We are sending you Vanadium weekly from 1929 to date with volume. This will show you how the stock works when volume of sales is charted with time and space.
Why do stocks take such a long time to recover after a long decline and remain so long at low levels?
Because the volume gets so small near the bottom that it requires a long time to overcome the square of distance. When a stock declines 100 points or more in two or three months, for example, we will say exactly 100 points, then to overcome the square of distance at a low level, it requires 100 months. A stock has to square itself on the weekly, monthly and daily high and low chart. The lower the price crosses the 45° angle, the stronger the position of the stock and the higher the stock is and the greatest distance from the base, or beginning point when the 45° angle is broken or, in fact, any other angle, the weaker the stock is.

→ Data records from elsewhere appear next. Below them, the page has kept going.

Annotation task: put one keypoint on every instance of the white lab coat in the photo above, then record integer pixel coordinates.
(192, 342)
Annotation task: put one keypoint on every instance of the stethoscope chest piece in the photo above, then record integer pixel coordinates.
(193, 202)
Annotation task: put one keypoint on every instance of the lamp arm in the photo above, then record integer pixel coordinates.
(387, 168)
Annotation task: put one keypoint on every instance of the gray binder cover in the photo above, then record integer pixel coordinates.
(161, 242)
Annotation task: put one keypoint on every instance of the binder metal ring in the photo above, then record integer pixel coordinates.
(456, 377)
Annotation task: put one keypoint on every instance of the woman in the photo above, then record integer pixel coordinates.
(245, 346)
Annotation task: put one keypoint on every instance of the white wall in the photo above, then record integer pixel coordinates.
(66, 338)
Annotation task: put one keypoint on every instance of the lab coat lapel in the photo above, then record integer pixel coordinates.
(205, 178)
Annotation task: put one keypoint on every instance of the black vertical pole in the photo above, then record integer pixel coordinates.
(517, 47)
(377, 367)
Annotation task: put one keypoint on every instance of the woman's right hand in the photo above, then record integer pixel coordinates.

Why do stocks often cross the 45° angle on the daily, weekly or monthly high and low chart, then have an advance for a short period of time, decline and rest on the 45° angle?
It is because whey they cross the 45° angle the first time, they have crossed it before they have run out or overcome the square of distance. Therefore, on the secondary reaction, when they rest on the 45° angle, it is at a time when they have reached the square of distance, and after that time a greater advance follows. Reverse this rule at the top of a bull market. This accounts for the stocks having a sharp, quick decline from the top and then advancing and making a slightly higher top or a series of slightly lower tops, working over until it overcomes the square of distance at a comparatively high level and breaks the 45° angle, then a fast decline follows.
What rule should be followed when stocks make higher bottoms and lower tops?
As stocks advance and make higher bottoms on the monthly, weekly or daily chart, you should always draw angles from higher bottoms. Then when you reach the last section of a bull market, and those important angles are broken from the last bottom, you know that the trend has turned down. Apply this same rule as a market declines. Draw your angles from each lower top and watch your angles until the stocks again cross the 45° angle from a second, third, or fourth lower top. The second lower top, or second higher bottom is always very important to draw angles from, and to measure time from, as well.
When a stock is in a very weak, or a very strong position, it will always show it by its position on angles, and a volume chart, made up according to the proper spacing with volume, that is, considering the total number of shares, will show when the stock is in a strong or weak position and show whether buying or selling predominates, enabling you to determine whether supply is increasing, or whether demand is decreasing.